We started in the industry with a small coiling machine making garter springs by hand. The owner, Joseph Vodvarka, was a machinist, working hands-on in the upstairs room of his house, which was converted into a small office / shop to produce the garter springs needed at the time.
Years later, with a little expansion and new building, we were able to make room for more advanced machines. Using the lathe machines, our efficiency improved greatly, allowing us to create more quality springs in a shorter period of time, and to deliver a product needed by the customer sooner. Also, with this advance in the use of technology, our skilled technicians who operated the equipment could use their training to further their expertise, allowing the quality of the product to continue to improve.
Recent innovations continue to impact the production of springs. CNC machines and computer technology have allowed us to continue to improve efficiency. Now machines can run up to 30 tasks at one time to help create the spring solution needed, while still keeping the high quality standards the end user expects. Job runs have shortened even further, helping to increase cost savings passed on to the customer. Our craftsmen continue their training, learning more about the machines and the computer technology that run them. The need for continual training, such as what goes into making a spring and the devices we can use to make them, has become a high priority. This is another advance not thought of in the past.
There have been advances in customer service, including design engineering assistance and more communication with the customer. Software designed specifically for engineering a spring is used to help our design engineers work with the customer to find the optimal spring product needed. With technology and exchanges of information, needs can be communicated instantaneously, giving us the ability to work with the customer to find the best design for their spring, and how it will help fill their need. Information resources readily available, such as Springs magazine, help us keep up on current industry trends and state-of-the-art pioneering techniques and assist us with solving our customers’ needs while moving forward with future improvement.
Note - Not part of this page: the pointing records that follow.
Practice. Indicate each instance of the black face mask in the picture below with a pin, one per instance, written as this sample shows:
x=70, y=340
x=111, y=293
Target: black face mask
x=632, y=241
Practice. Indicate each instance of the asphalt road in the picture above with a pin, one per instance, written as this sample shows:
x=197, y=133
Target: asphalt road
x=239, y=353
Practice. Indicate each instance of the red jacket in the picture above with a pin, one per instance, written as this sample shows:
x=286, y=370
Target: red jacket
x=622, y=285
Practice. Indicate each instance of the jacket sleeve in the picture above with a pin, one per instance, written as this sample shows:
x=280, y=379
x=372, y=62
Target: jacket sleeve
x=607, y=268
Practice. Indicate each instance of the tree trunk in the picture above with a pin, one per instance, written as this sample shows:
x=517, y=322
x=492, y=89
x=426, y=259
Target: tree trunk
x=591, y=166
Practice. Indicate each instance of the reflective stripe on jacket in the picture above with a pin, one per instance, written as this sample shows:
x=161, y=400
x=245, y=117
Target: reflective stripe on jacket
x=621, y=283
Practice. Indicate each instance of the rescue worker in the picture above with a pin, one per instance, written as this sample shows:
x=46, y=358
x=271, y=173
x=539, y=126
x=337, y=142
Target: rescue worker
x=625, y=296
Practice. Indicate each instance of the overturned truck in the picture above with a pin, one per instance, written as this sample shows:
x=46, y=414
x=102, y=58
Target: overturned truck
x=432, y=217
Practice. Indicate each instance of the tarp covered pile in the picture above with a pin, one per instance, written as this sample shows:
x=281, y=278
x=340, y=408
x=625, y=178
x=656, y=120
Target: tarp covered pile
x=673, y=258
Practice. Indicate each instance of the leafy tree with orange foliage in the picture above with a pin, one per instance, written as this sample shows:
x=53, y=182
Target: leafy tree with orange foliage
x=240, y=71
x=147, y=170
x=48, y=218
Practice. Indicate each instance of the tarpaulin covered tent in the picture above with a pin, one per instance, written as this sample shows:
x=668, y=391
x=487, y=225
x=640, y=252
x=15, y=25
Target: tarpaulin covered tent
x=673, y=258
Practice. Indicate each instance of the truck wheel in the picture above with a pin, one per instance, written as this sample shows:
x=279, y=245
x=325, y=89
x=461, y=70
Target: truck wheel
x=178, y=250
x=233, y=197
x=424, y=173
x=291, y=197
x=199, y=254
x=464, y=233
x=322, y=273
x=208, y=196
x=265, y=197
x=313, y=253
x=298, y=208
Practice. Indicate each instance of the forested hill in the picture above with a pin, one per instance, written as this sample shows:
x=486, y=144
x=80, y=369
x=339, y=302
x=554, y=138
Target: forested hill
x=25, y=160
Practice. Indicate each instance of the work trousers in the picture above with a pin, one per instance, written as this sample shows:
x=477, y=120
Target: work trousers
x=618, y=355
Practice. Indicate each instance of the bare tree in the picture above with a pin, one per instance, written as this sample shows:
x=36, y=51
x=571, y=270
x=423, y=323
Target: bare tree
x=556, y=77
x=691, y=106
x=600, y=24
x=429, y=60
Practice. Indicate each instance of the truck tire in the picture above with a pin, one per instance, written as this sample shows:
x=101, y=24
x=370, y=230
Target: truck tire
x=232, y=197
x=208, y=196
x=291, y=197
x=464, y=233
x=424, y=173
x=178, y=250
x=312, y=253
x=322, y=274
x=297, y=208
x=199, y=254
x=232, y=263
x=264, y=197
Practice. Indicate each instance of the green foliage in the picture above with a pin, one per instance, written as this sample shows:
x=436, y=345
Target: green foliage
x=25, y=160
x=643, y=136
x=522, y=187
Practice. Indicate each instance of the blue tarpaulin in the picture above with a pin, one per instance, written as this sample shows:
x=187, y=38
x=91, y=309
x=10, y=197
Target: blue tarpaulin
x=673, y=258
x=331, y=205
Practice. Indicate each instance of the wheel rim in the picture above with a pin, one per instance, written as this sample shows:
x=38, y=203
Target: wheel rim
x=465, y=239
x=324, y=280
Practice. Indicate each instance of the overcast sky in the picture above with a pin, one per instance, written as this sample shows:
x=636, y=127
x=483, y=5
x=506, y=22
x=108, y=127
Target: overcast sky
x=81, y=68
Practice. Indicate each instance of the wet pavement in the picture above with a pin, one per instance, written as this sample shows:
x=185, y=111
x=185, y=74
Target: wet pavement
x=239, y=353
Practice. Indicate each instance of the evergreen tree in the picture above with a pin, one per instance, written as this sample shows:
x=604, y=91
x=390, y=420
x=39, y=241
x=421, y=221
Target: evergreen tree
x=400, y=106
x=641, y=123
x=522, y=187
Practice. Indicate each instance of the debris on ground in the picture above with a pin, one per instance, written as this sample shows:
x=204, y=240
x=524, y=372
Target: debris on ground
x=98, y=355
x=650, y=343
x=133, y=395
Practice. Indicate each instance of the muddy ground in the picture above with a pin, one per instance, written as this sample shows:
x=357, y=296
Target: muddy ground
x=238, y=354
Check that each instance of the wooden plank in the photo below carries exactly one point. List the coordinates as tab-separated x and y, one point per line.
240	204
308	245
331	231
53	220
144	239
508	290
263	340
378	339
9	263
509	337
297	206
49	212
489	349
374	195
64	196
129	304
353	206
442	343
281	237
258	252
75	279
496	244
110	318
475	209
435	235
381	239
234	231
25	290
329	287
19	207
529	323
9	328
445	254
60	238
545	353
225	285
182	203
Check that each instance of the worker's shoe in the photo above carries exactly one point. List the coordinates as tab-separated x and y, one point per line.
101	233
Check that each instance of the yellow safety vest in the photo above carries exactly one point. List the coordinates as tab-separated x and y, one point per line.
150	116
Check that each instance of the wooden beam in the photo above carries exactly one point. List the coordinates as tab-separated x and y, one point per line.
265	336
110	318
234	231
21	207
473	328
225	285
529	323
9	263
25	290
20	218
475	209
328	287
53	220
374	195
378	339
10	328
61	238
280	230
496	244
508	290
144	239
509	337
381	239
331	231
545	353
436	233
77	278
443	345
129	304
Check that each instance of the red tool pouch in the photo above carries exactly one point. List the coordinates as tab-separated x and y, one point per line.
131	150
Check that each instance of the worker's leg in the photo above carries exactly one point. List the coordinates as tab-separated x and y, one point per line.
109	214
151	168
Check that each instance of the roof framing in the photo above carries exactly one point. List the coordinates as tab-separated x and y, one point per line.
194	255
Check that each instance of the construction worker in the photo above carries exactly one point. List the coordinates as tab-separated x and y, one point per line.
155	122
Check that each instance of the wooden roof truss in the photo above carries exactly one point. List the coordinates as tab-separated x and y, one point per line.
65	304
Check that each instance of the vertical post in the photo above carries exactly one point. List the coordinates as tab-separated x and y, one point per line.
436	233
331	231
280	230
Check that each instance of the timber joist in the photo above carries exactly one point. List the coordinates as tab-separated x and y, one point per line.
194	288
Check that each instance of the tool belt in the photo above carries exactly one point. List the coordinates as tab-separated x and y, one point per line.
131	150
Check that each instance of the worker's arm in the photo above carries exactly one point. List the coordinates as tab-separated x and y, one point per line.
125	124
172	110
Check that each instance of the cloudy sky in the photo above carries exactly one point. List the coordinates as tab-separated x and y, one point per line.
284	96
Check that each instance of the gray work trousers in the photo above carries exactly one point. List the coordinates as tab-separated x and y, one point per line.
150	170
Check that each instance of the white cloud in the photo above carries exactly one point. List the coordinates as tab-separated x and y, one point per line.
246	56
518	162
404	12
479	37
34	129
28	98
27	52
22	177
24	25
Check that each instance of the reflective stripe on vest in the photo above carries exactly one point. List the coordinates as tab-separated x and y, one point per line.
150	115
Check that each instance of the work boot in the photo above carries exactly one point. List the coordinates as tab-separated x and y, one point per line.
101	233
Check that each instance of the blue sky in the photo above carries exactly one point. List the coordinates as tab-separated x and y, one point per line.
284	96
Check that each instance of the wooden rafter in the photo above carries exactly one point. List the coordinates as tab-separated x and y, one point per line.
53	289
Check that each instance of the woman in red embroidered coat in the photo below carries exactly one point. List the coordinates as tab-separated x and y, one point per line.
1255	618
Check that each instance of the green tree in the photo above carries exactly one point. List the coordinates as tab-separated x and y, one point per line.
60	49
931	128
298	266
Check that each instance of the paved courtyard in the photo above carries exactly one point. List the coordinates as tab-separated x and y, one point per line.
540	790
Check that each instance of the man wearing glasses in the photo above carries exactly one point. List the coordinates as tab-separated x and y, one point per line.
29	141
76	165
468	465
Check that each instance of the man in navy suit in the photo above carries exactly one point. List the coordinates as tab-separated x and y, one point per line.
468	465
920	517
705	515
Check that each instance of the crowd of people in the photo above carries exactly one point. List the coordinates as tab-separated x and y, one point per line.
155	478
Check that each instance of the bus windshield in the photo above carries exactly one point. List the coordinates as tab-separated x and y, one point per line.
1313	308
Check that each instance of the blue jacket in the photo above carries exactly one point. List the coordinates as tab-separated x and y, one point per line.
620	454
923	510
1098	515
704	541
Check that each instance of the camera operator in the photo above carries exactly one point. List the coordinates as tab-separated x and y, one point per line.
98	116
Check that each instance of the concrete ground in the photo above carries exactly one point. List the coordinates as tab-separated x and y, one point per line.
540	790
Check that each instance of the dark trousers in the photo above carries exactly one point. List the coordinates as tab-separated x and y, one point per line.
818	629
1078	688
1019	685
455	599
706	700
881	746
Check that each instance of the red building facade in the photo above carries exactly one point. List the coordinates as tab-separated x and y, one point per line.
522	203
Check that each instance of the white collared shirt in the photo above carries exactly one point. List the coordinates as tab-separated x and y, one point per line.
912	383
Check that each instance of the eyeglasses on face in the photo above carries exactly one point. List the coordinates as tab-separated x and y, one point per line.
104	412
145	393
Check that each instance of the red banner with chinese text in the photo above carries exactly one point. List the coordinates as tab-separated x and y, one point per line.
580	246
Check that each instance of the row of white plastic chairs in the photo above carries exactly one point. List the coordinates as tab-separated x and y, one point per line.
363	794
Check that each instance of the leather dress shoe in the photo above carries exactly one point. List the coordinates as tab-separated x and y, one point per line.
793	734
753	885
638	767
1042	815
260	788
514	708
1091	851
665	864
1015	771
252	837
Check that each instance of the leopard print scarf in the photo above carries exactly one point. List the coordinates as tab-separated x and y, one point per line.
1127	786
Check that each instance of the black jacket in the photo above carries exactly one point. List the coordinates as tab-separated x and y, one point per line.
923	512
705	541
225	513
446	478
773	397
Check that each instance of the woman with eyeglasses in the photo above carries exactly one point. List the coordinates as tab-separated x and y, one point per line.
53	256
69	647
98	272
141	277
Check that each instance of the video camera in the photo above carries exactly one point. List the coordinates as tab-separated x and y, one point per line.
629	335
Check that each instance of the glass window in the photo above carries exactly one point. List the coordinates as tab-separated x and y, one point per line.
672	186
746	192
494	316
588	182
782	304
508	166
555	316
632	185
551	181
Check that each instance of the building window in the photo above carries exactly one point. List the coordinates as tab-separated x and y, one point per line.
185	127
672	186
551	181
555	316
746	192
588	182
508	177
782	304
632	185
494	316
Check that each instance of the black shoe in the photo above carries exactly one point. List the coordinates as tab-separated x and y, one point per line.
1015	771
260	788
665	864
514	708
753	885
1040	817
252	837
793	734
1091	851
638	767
With all this incredible innovation, and all the technological advances we have had the privilege to see and experience, the goal of creating a spring for our customers’ needs has never changed. That passion of design, excitement of creation, and satisfaction of helping solve a customer’s problem and fill their need continues on today. It just moves a little faster, with more knowledge, more communication and more variety of production opportunities. We can only imagine what will happen in the next fifty years.